5 commentaires sur “Le vin bio en souffrance…”


  1. Je connais quelques viticulteurs près de chez moi, dont l’un qui fait du vin bio. Malheureusement pour lui, et il le sait, même s’il n’utilise aucun produit chimique, sa production ne sera jamais 100% bio: le sulfatage des vignes non bio d’à côté se fait par hélicoptère, du coup, son vin bio n’en est plus un!


  2. Bonjour,
    quelques précisions…

    “…cette molécule (le SO²) est interdite par le cahier des charges de l’agriculture biologique.”"”
    Pas du tout. le SO² est permis dans toutes les chartes de vinification: Demeter, FINVAB, Nature&Progrès… mais à des doses bien inférieures à celles pratiquées en vinif classique. Il sera d’ailleurs bien difficile d’interdire les sulfites dans le vin puisque les levures en produisent pendant la fermentation alcoolique. Certes, en petite quantité, mais quand même.

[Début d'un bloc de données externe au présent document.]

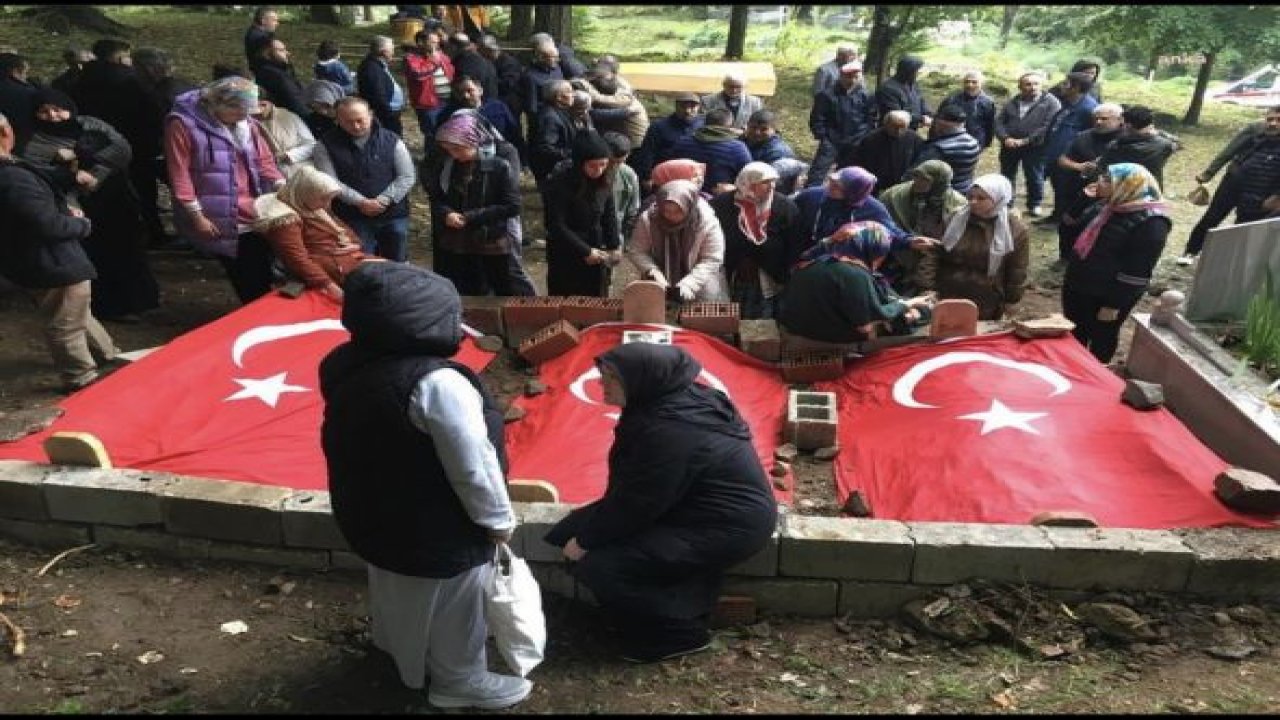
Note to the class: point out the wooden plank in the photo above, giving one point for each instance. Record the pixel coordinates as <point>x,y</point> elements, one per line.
<point>702,78</point>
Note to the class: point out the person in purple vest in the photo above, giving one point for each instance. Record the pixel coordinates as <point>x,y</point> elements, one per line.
<point>219,162</point>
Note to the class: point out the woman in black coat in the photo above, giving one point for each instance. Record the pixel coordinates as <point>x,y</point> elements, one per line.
<point>581,224</point>
<point>686,500</point>
<point>1112,259</point>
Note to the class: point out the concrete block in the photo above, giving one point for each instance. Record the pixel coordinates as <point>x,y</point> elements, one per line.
<point>1118,559</point>
<point>1233,561</point>
<point>269,555</point>
<point>952,552</point>
<point>845,548</point>
<point>549,342</point>
<point>307,520</point>
<point>45,533</point>
<point>760,340</point>
<point>780,596</point>
<point>152,541</point>
<point>106,497</point>
<point>224,510</point>
<point>877,600</point>
<point>21,493</point>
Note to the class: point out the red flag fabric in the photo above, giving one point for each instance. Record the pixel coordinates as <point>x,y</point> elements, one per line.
<point>566,433</point>
<point>236,399</point>
<point>996,429</point>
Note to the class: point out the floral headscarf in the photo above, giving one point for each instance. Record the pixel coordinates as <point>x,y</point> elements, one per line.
<point>1133,188</point>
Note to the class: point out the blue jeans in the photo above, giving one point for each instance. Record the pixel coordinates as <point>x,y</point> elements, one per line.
<point>385,237</point>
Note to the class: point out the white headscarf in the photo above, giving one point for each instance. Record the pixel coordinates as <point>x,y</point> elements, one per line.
<point>1001,191</point>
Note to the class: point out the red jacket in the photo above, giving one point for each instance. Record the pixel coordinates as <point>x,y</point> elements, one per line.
<point>417,73</point>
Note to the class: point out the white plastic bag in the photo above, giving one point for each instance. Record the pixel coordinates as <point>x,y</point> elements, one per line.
<point>513,610</point>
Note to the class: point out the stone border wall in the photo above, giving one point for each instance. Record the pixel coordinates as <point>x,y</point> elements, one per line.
<point>813,566</point>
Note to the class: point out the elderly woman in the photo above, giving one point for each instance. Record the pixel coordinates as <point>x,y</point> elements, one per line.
<point>836,295</point>
<point>759,227</point>
<point>91,163</point>
<point>314,245</point>
<point>679,244</point>
<point>983,253</point>
<point>686,500</point>
<point>1114,256</point>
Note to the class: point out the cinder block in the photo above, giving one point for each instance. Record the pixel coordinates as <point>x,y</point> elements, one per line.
<point>535,520</point>
<point>106,497</point>
<point>877,600</point>
<point>21,493</point>
<point>952,552</point>
<point>846,548</point>
<point>711,318</point>
<point>268,555</point>
<point>812,419</point>
<point>778,596</point>
<point>1118,559</point>
<point>152,541</point>
<point>1234,561</point>
<point>549,342</point>
<point>760,340</point>
<point>45,533</point>
<point>307,522</point>
<point>812,367</point>
<point>583,310</point>
<point>224,510</point>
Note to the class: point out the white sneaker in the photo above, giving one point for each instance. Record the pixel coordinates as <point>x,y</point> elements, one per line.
<point>494,692</point>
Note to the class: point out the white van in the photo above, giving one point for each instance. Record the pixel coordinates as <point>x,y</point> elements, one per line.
<point>1260,89</point>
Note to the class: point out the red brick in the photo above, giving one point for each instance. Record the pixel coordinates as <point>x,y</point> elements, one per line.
<point>552,341</point>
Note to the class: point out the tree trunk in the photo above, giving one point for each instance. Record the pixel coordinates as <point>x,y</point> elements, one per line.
<point>1192,117</point>
<point>736,45</point>
<point>1006,24</point>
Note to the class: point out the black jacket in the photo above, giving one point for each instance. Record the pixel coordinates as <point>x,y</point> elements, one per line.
<point>41,246</point>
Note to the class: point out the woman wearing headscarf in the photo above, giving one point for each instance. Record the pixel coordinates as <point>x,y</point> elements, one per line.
<point>1112,259</point>
<point>474,196</point>
<point>983,253</point>
<point>583,242</point>
<point>837,295</point>
<point>679,244</point>
<point>312,244</point>
<point>91,163</point>
<point>920,206</point>
<point>759,227</point>
<point>686,500</point>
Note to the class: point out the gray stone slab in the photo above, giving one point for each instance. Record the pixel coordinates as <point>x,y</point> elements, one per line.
<point>225,510</point>
<point>106,497</point>
<point>845,548</point>
<point>21,493</point>
<point>1118,559</point>
<point>952,552</point>
<point>307,522</point>
<point>782,596</point>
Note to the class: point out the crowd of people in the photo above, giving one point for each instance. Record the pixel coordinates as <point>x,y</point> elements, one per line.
<point>284,180</point>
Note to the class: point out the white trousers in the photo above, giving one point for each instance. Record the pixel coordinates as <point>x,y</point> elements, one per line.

    La mention “ne contient pas de sulfites” signifie que le niveau de SO² total est inférieur ou égal à 10 mg/l.
    La mention “contient des sulfites” signifie que le SO² total peut aller de 11mg/l à 400mg/l pour un liquoreux non bio, par exemple. Les chartes de vinifs bios limitent à 200/250mg/l pour un liquoreux et à 70/100 pour un rouge. Là où les “chimiques” peuvent aller jusqu’à 160mg/l.
    Le SO² total étant égal à la somme du SO² libre et du SO² combiné. Sachant que c’est le SO² libre qui est actif. Il protège le vin, mais donne aussi mal au crane quand il est en trop grande quantité.

    Aïe, aïe,aïe… Déjà que le vin c’est pas toujours facile à comprendre… Alors le vin bio… Et encore je vous fais grâce des problèmes de levures!

    @Jena: j’ai un bazooka dans ma cave. Je te l’envoie pour l’hélicoptère?… ;o)))


  3. Merci pour ces précisions techniques.
    C’est très intéressant


  4. Pour le souffre voici les données du cahier des charges Démeter
    Dose à la mise en bouteille, voir tableau ci-dessous

    Vin Doses maximum de SO2 total en mg/l

    Rouges 70
    Rosés ou blancs secs 90
    Mousseux et effervescents 60
    Demi-secs 130
    Moelleux 150
    Vins doux naturels et vins de liqueur 80
    Liquoreux 200 + 10 par année de vieillissement


  5. nul besoin de l’hélico du voisin ! le cuivre utilisé en BIO est suffisamment nocif ! je ne sais pas pour l’homme aux doses autorisées , mais pour les sols j’en suis certain !!!!